During the U.S. Conference of Mayors, which took place from June 23-26 in Miami Beach, a bi-partisan group of mayors from around the country agreed that short-term rental sites should be regulated by local governments.
Mayor Susan Haynie, Boca Raton, Florida and president of the Florida League of Cities, said: “This is not a partisan issue. This is a quality of life issue. My constituents are upset when there’s a daily rental next door, really, with the cars and noise and partying. Mayors and councils know their cities best and we should have the ultimate power to legislate and fulfilling the needs they have and legislating what’s best for our communities.”
Mayor Mick Cornett, Oklahoma City, said: “We need states to work with us. The issue I see in OKC and what I know others experience around the country is there seems to be some sense of an abrasive nature between state and local governments. We should not have to hire lobbyists to protect ourselves from our own state government. We’re playing defense. They’re not looking to help us. In most cases, they’re looking to hurt us.”
Mayor Michael Hancock, Denver, commented: “You can only own one short-term rental in Denver. You must be licensed and we do taxes similar to the way we do a hotel room. The idea that you can only have one short-term rental in Denver and it must be your primary residence has really stunted the growth and proliferation of short-term rentals throughout our city and various neighborhoods.”
The comments come after a the release of a poll commissioned by AirbnbWATCH, a project of American Family Voices, and conducted by Axis Research which found that the majority of U.S. respondents believe that people and companies who use short-term rental websites to rent out apartments on a short-term basis should be subject to the same basic zoning, health, and fire safety regulations that are complied with by all lodging businesses. The poll was conducted online by June 14 and June 18, 2017. The online survey collected responses from 1,000 adults (18+ years old) in the United States.

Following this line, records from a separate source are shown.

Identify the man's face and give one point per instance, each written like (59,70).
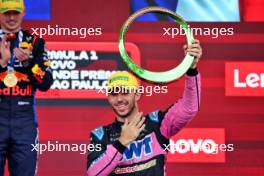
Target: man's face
(11,20)
(123,103)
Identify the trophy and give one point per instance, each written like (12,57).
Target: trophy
(156,77)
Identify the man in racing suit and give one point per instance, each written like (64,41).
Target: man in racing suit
(135,144)
(24,58)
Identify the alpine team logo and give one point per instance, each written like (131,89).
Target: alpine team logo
(138,148)
(244,79)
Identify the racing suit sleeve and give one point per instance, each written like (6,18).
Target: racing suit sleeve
(38,70)
(185,109)
(104,161)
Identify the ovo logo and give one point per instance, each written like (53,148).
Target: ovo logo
(182,146)
(244,78)
(198,145)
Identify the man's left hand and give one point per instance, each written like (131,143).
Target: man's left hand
(195,50)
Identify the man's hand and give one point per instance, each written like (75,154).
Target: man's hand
(195,50)
(5,51)
(131,130)
(22,54)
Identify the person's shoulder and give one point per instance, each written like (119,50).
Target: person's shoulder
(154,116)
(103,131)
(98,132)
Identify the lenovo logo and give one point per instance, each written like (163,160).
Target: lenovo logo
(198,145)
(244,78)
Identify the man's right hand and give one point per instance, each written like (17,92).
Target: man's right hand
(131,130)
(5,51)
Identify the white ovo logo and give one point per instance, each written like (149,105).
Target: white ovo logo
(183,146)
(252,80)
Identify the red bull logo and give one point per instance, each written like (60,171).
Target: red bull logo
(37,71)
(20,76)
(17,91)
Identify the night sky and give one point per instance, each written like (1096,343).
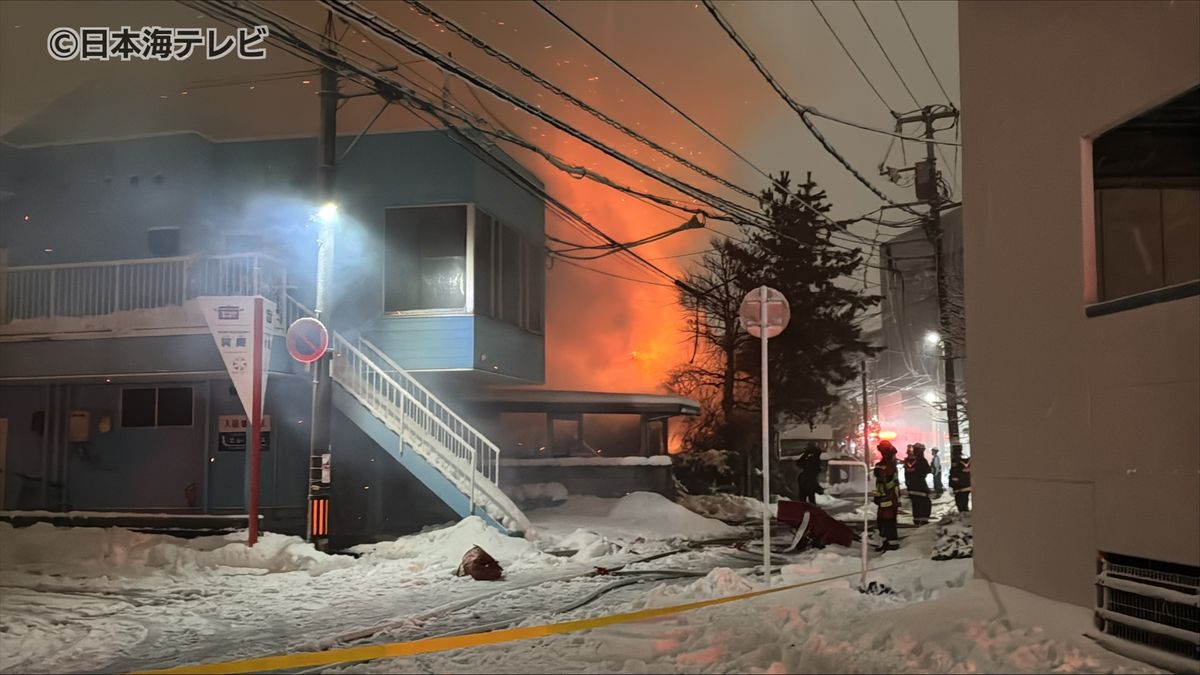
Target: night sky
(603,333)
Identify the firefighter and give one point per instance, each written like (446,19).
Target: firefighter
(960,478)
(810,473)
(916,469)
(887,496)
(935,465)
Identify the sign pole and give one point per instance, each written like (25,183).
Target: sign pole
(766,441)
(256,422)
(867,473)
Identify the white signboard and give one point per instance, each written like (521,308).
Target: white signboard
(233,430)
(231,320)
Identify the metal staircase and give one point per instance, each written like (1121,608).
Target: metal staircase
(453,459)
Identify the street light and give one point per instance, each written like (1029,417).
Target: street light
(328,213)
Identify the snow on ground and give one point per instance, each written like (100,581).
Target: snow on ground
(443,549)
(730,508)
(635,518)
(935,619)
(107,599)
(111,550)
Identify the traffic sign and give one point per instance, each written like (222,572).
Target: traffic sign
(307,340)
(778,311)
(765,314)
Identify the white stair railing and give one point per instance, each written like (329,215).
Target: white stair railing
(447,441)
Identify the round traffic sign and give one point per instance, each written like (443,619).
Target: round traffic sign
(307,340)
(778,311)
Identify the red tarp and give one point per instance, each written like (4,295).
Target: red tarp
(823,527)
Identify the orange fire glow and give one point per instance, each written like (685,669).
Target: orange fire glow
(605,333)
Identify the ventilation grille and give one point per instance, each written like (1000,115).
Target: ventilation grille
(1152,603)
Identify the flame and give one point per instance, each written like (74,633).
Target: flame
(613,334)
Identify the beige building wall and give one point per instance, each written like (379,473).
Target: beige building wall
(1084,431)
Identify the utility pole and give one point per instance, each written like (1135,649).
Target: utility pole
(927,183)
(322,384)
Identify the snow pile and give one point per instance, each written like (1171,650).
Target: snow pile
(587,545)
(444,548)
(87,551)
(954,538)
(731,508)
(966,626)
(81,550)
(535,495)
(637,517)
(719,583)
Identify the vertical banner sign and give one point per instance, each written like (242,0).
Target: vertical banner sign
(238,324)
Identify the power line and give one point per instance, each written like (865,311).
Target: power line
(393,33)
(648,88)
(618,275)
(390,90)
(894,69)
(802,111)
(931,71)
(849,55)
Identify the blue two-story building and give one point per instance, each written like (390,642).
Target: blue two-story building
(114,396)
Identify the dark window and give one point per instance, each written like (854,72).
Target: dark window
(1146,177)
(534,288)
(425,258)
(510,275)
(612,435)
(138,407)
(175,406)
(163,242)
(564,431)
(485,267)
(244,244)
(168,406)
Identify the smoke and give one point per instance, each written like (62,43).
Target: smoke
(603,333)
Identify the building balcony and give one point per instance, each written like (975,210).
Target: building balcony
(131,298)
(135,320)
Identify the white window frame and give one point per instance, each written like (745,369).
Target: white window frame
(120,406)
(468,309)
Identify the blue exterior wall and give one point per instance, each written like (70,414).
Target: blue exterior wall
(149,467)
(95,202)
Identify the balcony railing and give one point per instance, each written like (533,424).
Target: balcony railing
(111,287)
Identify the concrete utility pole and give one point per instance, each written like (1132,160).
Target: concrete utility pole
(927,179)
(322,386)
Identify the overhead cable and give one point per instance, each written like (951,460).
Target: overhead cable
(648,88)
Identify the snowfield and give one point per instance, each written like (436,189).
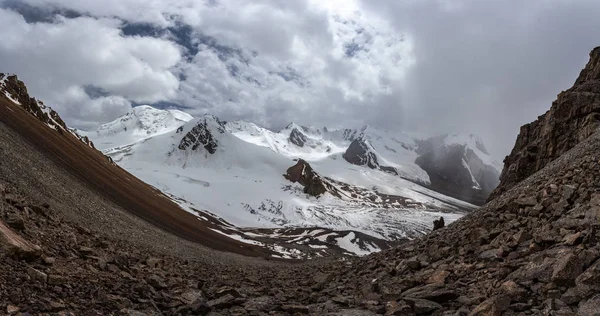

Of those polled, 91 percent agreed that individuals and companies using short-term rental sites to run a business should be required to follow local and community zoning, health, and safety rules, while 87 percent agreed they should be subject to the same safety and fire regulations as hotels. Of respondents, 85 percent agreed these commercial operators should be required to register with the city and pay taxes. Nearly three-quarters agreed that commercial operators should be required to provide access for the disabled in accordance with the Americans with Disabilities Act.